At Maggotty High, she was able to join the debating and drama clubs and was even part of the teams that entered JCDC. Though high school was significantly easier, Peart was still undergoing surgeries to correct her scoliosis and straighten deformed bones with the help of Professor John Golding and Dr Dayanand Sawh, who is her current doctor.

“I did not learn to walk until I was 11,” said Peart. The process of walking was a daunting experience, which was not only scary, but painful. With bright enthusiastic eyes and a mischievously shy smile, Peart told Outlook Magazine about the day she surprised everyone by walking into her graduation ceremony from primary school without crutches. “That was the last time I walked with them, and I do not plan on taking them up any time soon,” laughed a vibrant Peart.

“Most persons would think I am extremely bubbly, excited, and outgoing. But then, when I am by myself, I lament over the situation,” said Peart. There is no cure for Osteogenesis imperfecta, and it is a life filled with trauma.

“With no cure, you just have to adjust to the situation as it comes,” she explained. “I was changing in ways I did not understand. I went from being very slim to becoming voluptuous. After the scoliosis surgery, I even developed a little hump,” said Peart, who admitted that she battled with body-image issues for her entire life.

“I always thought I did not match up to the standards society dictated to us. It took a period of adjustment to accept that this is the way I am and it is never going to change,” said Peart.

The day she decided that she had had enough and was done being hard on herself, came when her aunt had a baby who became the centre of her world.

“I became a role model to someone.
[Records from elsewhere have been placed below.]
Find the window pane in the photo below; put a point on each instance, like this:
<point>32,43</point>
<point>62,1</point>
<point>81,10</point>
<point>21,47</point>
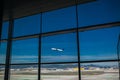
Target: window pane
<point>2,70</point>
<point>100,71</point>
<point>25,51</point>
<point>3,48</point>
<point>99,12</point>
<point>24,72</point>
<point>27,26</point>
<point>59,48</point>
<point>5,28</point>
<point>59,72</point>
<point>59,19</point>
<point>99,44</point>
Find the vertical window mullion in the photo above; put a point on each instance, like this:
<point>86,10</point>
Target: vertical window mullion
<point>77,36</point>
<point>9,42</point>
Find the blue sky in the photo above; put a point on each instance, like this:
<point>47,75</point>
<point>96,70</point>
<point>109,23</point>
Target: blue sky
<point>94,45</point>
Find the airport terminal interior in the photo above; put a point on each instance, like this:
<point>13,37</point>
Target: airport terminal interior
<point>60,40</point>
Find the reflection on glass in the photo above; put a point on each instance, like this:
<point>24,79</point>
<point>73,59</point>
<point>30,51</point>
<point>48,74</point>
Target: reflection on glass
<point>59,19</point>
<point>59,48</point>
<point>27,26</point>
<point>99,44</point>
<point>5,28</point>
<point>24,72</point>
<point>98,12</point>
<point>59,72</point>
<point>100,71</point>
<point>3,47</point>
<point>2,70</point>
<point>25,51</point>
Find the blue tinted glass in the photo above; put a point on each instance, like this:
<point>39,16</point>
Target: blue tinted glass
<point>3,48</point>
<point>27,26</point>
<point>59,48</point>
<point>99,12</point>
<point>99,44</point>
<point>100,71</point>
<point>59,72</point>
<point>5,28</point>
<point>25,51</point>
<point>59,19</point>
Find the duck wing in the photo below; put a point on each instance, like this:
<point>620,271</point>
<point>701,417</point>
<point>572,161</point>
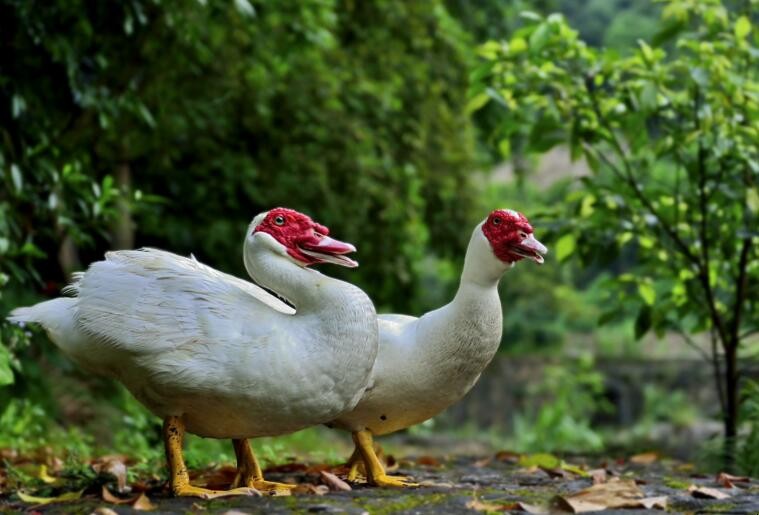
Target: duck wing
<point>149,300</point>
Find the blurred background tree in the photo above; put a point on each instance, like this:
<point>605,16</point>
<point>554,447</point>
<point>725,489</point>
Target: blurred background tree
<point>673,146</point>
<point>399,125</point>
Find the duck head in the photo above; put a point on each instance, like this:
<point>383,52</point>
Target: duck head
<point>297,237</point>
<point>510,236</point>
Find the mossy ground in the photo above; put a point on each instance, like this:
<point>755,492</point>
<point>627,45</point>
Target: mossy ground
<point>451,486</point>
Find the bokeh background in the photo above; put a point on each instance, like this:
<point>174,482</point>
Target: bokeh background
<point>617,126</point>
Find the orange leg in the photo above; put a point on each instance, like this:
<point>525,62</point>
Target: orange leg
<point>249,471</point>
<point>179,479</point>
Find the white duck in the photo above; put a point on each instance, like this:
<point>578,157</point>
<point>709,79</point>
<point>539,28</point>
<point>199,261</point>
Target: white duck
<point>218,356</point>
<point>426,364</point>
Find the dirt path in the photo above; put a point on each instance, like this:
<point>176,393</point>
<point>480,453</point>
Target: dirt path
<point>458,485</point>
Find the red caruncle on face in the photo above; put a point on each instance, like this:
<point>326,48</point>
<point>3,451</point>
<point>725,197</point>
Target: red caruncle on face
<point>505,230</point>
<point>292,229</point>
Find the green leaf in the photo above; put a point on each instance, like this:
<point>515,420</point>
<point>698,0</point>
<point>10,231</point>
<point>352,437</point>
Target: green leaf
<point>16,177</point>
<point>648,54</point>
<point>489,50</point>
<point>648,94</point>
<point>504,146</point>
<point>742,27</point>
<point>539,460</point>
<point>517,45</point>
<point>6,373</point>
<point>642,322</point>
<point>68,496</point>
<point>477,102</point>
<point>752,199</point>
<point>565,246</point>
<point>539,38</point>
<point>647,293</point>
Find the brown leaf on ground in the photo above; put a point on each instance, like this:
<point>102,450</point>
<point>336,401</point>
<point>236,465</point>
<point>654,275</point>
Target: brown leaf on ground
<point>478,505</point>
<point>113,465</point>
<point>615,493</point>
<point>216,478</point>
<point>31,499</point>
<point>728,480</point>
<point>142,503</point>
<point>598,475</point>
<point>334,482</point>
<point>428,461</point>
<point>391,464</point>
<point>645,458</point>
<point>287,468</point>
<point>508,456</point>
<point>311,489</point>
<point>110,498</point>
<point>557,472</point>
<point>703,492</point>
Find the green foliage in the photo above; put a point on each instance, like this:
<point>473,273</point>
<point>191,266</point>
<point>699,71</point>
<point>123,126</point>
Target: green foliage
<point>568,396</point>
<point>671,139</point>
<point>178,121</point>
<point>748,444</point>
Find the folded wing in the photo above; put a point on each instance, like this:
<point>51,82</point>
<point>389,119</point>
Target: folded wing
<point>149,300</point>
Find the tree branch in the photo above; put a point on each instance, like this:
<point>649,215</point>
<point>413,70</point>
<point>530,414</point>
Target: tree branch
<point>718,374</point>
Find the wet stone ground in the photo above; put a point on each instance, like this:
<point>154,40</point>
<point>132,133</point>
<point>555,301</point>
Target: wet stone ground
<point>457,485</point>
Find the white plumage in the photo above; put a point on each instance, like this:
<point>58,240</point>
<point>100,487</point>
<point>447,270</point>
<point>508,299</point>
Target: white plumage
<point>228,357</point>
<point>426,364</point>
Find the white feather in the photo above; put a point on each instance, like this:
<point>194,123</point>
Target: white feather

That person was looking up to me, so I had to adjust my perspective on life and become a positive influence for her,” she said.

“What motivates me are my goals. Those keep me on track,” said Peart, who is set to graduate from the University of Technology in November with a degree in Human Resource and Marketing.

“Osteogenesis is rough. It is draining, toxic, and stressful on the person going through it and those around them. You have to find something that you like and set goals. As Nicole McLaren Campbell said, build a vision board and create a path that you would like to travel, which will help you get to your goals,” she said.

Releasing her documentary is also another important goal for Peart.

“I want to bring awareness to Osteogenesis imperfecta and create a foundation to help those living with the disease,” explained Peart. With the help of creative director Jik Reuben and several generous sponsors, Peart will be screening her documentary, The Sanshegay Project, on Saturday, March 2, at Chillitos on Hope Road.